If I don't post tomorrow or Friday, have a lovely weekend world! I'm off to Norway to become one with my inner Viking. I think I'll start going by Rachel the Red hahaha

Tuesday, November 17, 2009

Healthcare Reform

I'm not buying it. I've been a socialist since the day I was born, and I just plain am not buying this crap.

Now... the United States is one of the most backwards countries in the world (admittedly, there are POCKETS of backward-ness throughout the country). I was watching Religulous last night (it was a great film, I definitely recommend it, but more on that later) and Bill Maher said that the U.S. is one of the most profoundly religious countries in the developed world (on a list of thirty of so developed nations, we rank right before Turkey, which is the "most religious" "developed" nation). We're still shoving religion down everyones' throats, including our own country-men.

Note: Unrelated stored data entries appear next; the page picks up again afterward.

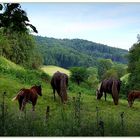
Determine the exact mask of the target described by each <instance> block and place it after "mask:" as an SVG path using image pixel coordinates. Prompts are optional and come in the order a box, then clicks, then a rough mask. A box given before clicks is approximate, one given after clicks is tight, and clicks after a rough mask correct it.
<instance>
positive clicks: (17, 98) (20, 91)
mask: <svg viewBox="0 0 140 140" xmlns="http://www.w3.org/2000/svg"><path fill="white" fill-rule="evenodd" d="M22 90H23V89H21V90H20V91H19V92H18V94H17V95H16V96H15V97H14V98H13V99H12V101H15V100H18V99H19V96H20V94H21V93H22Z"/></svg>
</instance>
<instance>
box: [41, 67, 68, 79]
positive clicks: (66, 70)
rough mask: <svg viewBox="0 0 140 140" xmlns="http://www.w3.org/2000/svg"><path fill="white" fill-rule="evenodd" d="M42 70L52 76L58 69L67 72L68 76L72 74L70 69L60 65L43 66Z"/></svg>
mask: <svg viewBox="0 0 140 140" xmlns="http://www.w3.org/2000/svg"><path fill="white" fill-rule="evenodd" d="M41 70H43V71H44V72H46V73H47V74H49V75H50V76H52V75H53V74H54V73H55V72H57V71H60V72H63V73H66V74H67V75H68V76H70V71H69V70H66V69H64V68H61V67H58V66H52V65H48V66H42V68H41Z"/></svg>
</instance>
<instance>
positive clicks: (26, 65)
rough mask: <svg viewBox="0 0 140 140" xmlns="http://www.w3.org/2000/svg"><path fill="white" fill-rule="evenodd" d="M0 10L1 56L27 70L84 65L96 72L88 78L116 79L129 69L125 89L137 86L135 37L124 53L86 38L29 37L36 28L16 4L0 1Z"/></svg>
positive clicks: (90, 69) (82, 66)
mask: <svg viewBox="0 0 140 140" xmlns="http://www.w3.org/2000/svg"><path fill="white" fill-rule="evenodd" d="M2 9H3V12H0V55H1V56H4V57H6V58H7V59H9V60H11V61H12V62H15V63H16V64H19V65H22V66H24V67H27V68H31V69H34V68H39V67H40V66H41V65H43V64H46V65H48V64H52V65H58V66H61V67H64V68H69V67H75V66H77V67H78V66H79V67H81V66H82V67H88V68H90V70H89V71H90V73H92V72H95V74H97V73H98V76H95V75H91V76H89V77H88V78H89V79H90V80H89V81H91V79H92V80H93V79H99V80H102V79H104V78H106V77H109V76H116V77H119V78H120V77H121V76H122V75H123V74H125V73H127V72H129V73H130V75H129V78H128V82H127V84H126V85H124V86H125V88H126V89H140V84H139V83H140V82H139V81H140V74H139V71H140V65H139V64H140V55H139V53H140V41H139V40H140V39H139V38H138V42H137V43H135V44H134V45H133V46H132V47H131V48H130V50H129V52H128V51H127V50H123V49H118V48H113V47H109V46H106V45H102V44H98V43H94V42H90V41H87V40H81V39H72V40H69V39H54V38H47V37H41V36H33V35H31V32H35V33H37V32H38V31H37V29H36V27H34V26H33V25H32V24H31V23H30V21H29V19H28V16H27V13H26V12H25V11H24V10H22V8H21V6H20V4H18V3H3V4H0V10H2ZM28 27H30V28H28ZM127 62H128V66H127V65H126V64H127ZM123 64H125V65H123ZM127 67H128V68H127ZM92 68H93V69H92ZM92 70H93V71H92ZM92 76H93V77H92ZM95 81H96V80H95ZM89 83H90V82H89Z"/></svg>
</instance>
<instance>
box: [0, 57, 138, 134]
mask: <svg viewBox="0 0 140 140" xmlns="http://www.w3.org/2000/svg"><path fill="white" fill-rule="evenodd" d="M0 68H1V70H0V97H1V98H0V106H1V108H0V136H103V135H104V136H139V135H140V132H139V129H140V123H139V116H140V112H139V105H140V103H139V102H135V105H134V107H133V108H128V103H127V101H126V99H125V100H124V99H120V100H119V105H117V106H114V103H113V101H112V97H111V96H110V95H108V98H107V101H106V102H105V101H104V99H101V100H100V101H97V100H96V97H95V91H94V90H93V89H92V90H91V89H90V88H85V87H84V86H85V85H84V86H83V85H82V84H83V83H81V84H80V86H78V85H77V84H75V83H73V82H72V81H70V83H69V89H68V102H67V104H64V105H62V104H61V102H60V98H59V97H58V96H57V97H56V101H55V102H54V100H53V94H52V89H51V86H50V82H46V80H45V81H43V80H42V78H41V79H40V76H39V75H38V73H40V72H39V71H36V72H35V71H27V69H25V68H23V67H21V66H18V65H16V64H14V63H12V62H10V61H8V60H6V59H5V58H3V57H1V58H0ZM10 70H13V71H14V72H13V73H11V74H10ZM19 71H21V72H22V71H25V72H27V73H26V74H27V76H29V77H30V79H32V78H34V79H33V81H32V82H29V81H28V80H26V81H24V82H23V81H22V78H23V77H21V78H20V76H21V75H20V74H19V77H16V78H15V75H14V73H19ZM87 71H88V74H89V75H90V74H92V73H93V72H94V74H95V75H96V74H97V69H96V68H88V69H87ZM8 72H9V73H8ZM30 72H31V73H30ZM22 74H25V73H24V72H23V73H22ZM31 74H32V76H31ZM89 75H88V76H89ZM44 76H45V75H44V74H43V75H42V77H44ZM38 82H41V85H42V94H43V96H42V97H39V98H38V101H37V104H36V107H35V109H36V110H35V112H32V111H31V104H27V105H26V110H25V111H24V112H19V110H18V102H16V101H15V102H12V101H11V99H12V98H13V97H15V95H16V94H17V93H18V91H19V89H21V88H23V87H25V88H29V87H31V86H32V85H33V84H34V83H38ZM4 91H6V94H5V100H4V103H3V98H2V97H3V92H4ZM79 92H81V95H80V100H79V95H78V93H79ZM74 98H75V100H74ZM3 106H4V108H3ZM47 106H50V112H49V116H48V119H47V120H46V107H47ZM97 107H98V116H97ZM3 112H4V113H3ZM122 112H124V115H123V122H122V116H121V114H122ZM97 119H98V121H97ZM97 122H98V123H97ZM101 122H102V124H104V125H101Z"/></svg>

So tell me why the Catholic Church has such a big hand in this Healthcare Reform (oh, and why the Catholic Church has the right to send millions of dollars in the effort to make sure that I don't get my rights?). Don't we hate the Catholic Church? Wasn't that the biggest issue in electing JFK, that he was a Catholic? His allegiance is to the Pope, not to our country.

Sometimes it makes my head spin.

My cousin is a neo-con (*puke*), and he's just about the scariest person I've ever met in my life. He's always battling me over facebook status etc. saying that Obama is a communist, a marxist, a socialist (because those words OBVIOUSLY scare me?) and that Healthcare reform will be the END of our great nation.

No... it won't. In fact, it would be AWESOME. Yes, please, for the love of God, REFORM THE SH*T out of healthcare. Reform it till it can't be reformed anymore. Then maybe people wouldn't have to die from treatable conditions. Then maybe people with conditions (for example, chronic asthma, of which I am a sufferer) wouldn't be denied healthcare due to a pre-existing condition. I can't help that I live in the U.S. and my industrial nation gave me asthma as a youngster.

I also can't help wanting to just grab naysayers and take them to Canada, or the UK, or ANY of the Scandinavian countries, etc. and show them what a country with universal healthcare looks like. It is r.e.a.l.l.y. OK.

I have a feeling this is going to be the start of a new "red-scare" if this Healthcare reform doesn't pass.

And if it passes with the abortion measure, well, welcome back to the 1950's and 60's of back ally abortions and coat-hangers. We never liked our women that much anyway.

This whole argument about "well I don't want my children to have to pay for someone else's healthcare" sounds a lot like classism to me.

I have private healthcare (care of my mother) and when I graduate college, I'll need a job with benefits or a spouse with a job with benefits (or both!). I can honestly say that whatever needs to be done to fix the compeletely messed up (and murderous) insurance industry, needs to be done. Increase taxes (let's start with the upper "class" though), do whatever needs to be done. Just make sure that no more innocent lives are lost simply because they can't afford it. They're Americans too, they're human beings too, and they MATTER. We all MATTER, and in the end, that is what this whole argument boils down to.